Астори облизывает губы, кивает, старается отшутиться:

— Разумеется, Ваше Величество. Будни королев вообще гораздо хлопотнее — нужно уследить не только за премьер-министром, но и за кастрюлей на плите.

Если она и сказала лишнего, ей не дают это почувствовать: общество за столом чересчур хорошо воспитано. Тадеуш и Миклас обмениваются понимающими улыбками, Стецель вновь хихикает. Его полунамёки пугают и раздражают Астори — он говорит одно, думает другое, а подразумевает третье. Она не верит ему… и хочет быть такой же. Всеведущей, могущественной, хочет быть в позиции силы, хочет смотреть свысока на тех, кто осмеливается идти против неё… хочет быть королём.

Тем, кто царствует и правит.

— Ваше Величество, не желаете прогуляться по дворцу? — приглашает её Стецель, когда уносят пустые тарелки. — Оставим наших премьеров пошушукаться о своём… идёмте. Я устрою вам экскурсию, в Дуакене есть, на что полюбоваться.

Астори остаётся лишь согласиться. Тадеуш провожает её взглядом, в котором читается: «Не падайте духом». Это не утешает. Астори кажется, что Стецель намеренно уводит её от Тадеуша, чтобы заманить, опутать сетями, выведать, надавить… у неё паранойя. Очевидно. Она перенервничала с утра, дети в Эглерте одни, перелёт, смена климата, волнения предыдущих недель… всё в порядке. Стецель всего-навсего чудаковатый старичок с липкими руками и выдающимся совсем не по-королевски брюшком.

И она быстро бегает даже на каблуках. Жаль, что пистолета нет…

Паранойя. Успокойся. Успокойся.

Сейчас же.

— Чудесный вид, не правда ли, милочка? — Стецель останавливается у стрельчатого окна. Астори безучастно следит за моросящим дождём и кивает.

— Чудесный.

Стецель поворачивается всем телом, осматривает её с ног до головы — медленно и тягуче, словно обёртывает полиэтиленовой плёнкой. Ни вздохнуть, ни шелохнуться.

— Мне искренне жаль вас, милочка.

Астори приоткрывает рот от удивления.

— Позвольте…

— О нет, я говорю это не от того, что хочу обидеть вас. — Он приближается на полшага, желая лучше разглядеть её смуглое лицо в сумеречном свете дня. — Поверьте. Я восхищён вами и тем, что вы сделали с Эглертом… и рад, что вы не сломались от того, что он сделал с вами. Это нелегко. Для любого монарха в любые времена, но для вас… ради Мастера, вы же… ещё девочка…

Ей двадцать семь. Астори упрямо выпячивает подбородок. Ей не нравится считать себя девочкой… у девочек должна быть семья, бантики и мечта о принце.

У неё есть отец в тюрьме, полное забот королевство и премьер-министр — вместо мёртвого принца. Какая к чёрту девочка?

Стецель прочищает горло.

— Но мне вас жаль. Вы боретесь… за что? За страну, которая никогда не признает вас своей? За корону, которая — будем честны — принадлежит вашему сыну, а вы её захватили, имея на это чуть больше прав, чем на корону, допустим, Райвенлока? Да, вы победили… но какой ценой?

Астори поджимает губы и не отвечает. Не считает нужным. Этого разговора вообще не должно было быть, он бесполезен, он вреден, потому что ни к чему не ведёт. Что бы Стецель ни сказал, она не остановится. Она просто… продолжит делать свою работу.

И она готова платить любую цену.

— Милая… Быть королём — это тяжкий ежедневный труд. Быть политиком — каторга. Вы уверены, что готовы совмещать?..

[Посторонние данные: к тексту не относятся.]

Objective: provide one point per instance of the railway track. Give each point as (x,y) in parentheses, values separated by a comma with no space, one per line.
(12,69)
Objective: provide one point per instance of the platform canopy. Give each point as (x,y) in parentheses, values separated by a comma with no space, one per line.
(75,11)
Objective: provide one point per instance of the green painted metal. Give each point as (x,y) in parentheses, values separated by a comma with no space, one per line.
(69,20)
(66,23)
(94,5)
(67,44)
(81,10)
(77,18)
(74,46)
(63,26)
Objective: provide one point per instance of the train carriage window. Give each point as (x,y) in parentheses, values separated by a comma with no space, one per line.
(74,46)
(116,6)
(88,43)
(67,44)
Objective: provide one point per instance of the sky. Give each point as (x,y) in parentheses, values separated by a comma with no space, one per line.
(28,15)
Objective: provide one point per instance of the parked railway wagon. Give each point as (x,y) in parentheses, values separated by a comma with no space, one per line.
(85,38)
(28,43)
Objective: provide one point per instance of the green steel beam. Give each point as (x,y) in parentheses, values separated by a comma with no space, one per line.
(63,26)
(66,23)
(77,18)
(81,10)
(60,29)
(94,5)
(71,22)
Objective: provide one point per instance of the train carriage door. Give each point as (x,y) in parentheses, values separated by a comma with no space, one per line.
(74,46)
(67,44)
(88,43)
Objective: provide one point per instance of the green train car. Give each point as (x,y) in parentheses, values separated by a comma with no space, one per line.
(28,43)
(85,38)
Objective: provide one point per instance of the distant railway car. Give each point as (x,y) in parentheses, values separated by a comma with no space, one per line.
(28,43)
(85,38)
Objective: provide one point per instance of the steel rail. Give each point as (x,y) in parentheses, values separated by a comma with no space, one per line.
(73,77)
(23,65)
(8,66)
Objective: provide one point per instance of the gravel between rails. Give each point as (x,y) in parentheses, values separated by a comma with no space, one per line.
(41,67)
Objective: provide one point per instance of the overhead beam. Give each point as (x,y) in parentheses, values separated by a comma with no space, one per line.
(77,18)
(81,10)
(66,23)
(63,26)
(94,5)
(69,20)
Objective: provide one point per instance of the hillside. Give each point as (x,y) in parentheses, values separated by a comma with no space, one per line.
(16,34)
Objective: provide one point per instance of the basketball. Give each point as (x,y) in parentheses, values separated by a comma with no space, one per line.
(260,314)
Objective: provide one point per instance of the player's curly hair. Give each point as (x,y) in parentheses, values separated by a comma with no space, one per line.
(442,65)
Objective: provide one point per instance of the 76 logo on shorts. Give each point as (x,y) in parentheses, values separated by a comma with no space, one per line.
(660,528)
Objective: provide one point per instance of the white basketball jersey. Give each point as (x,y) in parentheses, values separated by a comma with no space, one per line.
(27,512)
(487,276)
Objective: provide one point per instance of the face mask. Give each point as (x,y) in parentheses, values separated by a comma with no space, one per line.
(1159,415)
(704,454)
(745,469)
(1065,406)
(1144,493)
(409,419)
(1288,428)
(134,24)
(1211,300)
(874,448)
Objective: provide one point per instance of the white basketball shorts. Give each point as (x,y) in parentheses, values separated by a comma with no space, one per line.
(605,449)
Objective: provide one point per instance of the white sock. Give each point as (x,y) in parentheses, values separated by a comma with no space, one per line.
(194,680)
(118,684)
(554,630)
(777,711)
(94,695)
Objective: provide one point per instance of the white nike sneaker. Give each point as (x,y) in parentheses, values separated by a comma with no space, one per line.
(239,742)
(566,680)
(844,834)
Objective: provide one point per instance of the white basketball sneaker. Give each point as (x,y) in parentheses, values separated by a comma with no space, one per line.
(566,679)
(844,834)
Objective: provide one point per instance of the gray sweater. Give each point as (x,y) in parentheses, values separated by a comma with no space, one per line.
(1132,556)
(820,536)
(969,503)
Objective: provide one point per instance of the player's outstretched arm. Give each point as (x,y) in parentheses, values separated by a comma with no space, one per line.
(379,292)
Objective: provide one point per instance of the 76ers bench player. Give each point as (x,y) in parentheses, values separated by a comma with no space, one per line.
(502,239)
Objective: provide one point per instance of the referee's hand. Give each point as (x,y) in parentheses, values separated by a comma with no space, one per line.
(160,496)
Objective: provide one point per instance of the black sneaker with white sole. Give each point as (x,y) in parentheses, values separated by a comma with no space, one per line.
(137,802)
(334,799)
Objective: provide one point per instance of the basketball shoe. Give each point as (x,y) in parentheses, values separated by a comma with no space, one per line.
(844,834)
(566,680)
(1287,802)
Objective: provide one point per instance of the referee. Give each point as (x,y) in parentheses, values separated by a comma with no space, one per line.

— Уверена. — Астори сглатывает и расправляет плечи. — Абсолютно точно уверена. Благодарю вас за предупреждение, Ваше Величество… но я справлюсь. Как до сих пор справлялась.

Стецель испытующе глядит на неё с минуту и со вздохом качает головой.

— Если так… пройдёмте в галерею, я покажу вам гобелены четырнадцатого

века.

***

Астори читает свежую райвенлокскую газету и прицокивает языком. Вечереет. Моросить почти перестало, небо покрыто плотной тканью тяжёлых вязких туч, и гулко звенят колокола из соседней намины — идёт похоронный кахдис. Сухо горят люстры в прохладном номере, чересчур большом для неё одной, и Астори, в сотый раз скользя глазами по одной и той же строчке, уже думает заказать ужин, поесть и лечь спать, как вдруг во внутреннюю дверь стучат. Коротко и застенчиво.

Тадеуш.

Она осторожно поднимается, проходит через светлое пространство номера и открывает дверь. Где-то под коркой мозга скребётся мысль, не станет ли он снова целовать её с порога, и Астори не знает, понравилось бы ей это или нет. Ей нельзя… она не может нарушать ею же расчерченные границы. Они договорились о…

Тадеуш стоит на пороге — в белой рубашке с галстуком, краснеющий и заикающийся.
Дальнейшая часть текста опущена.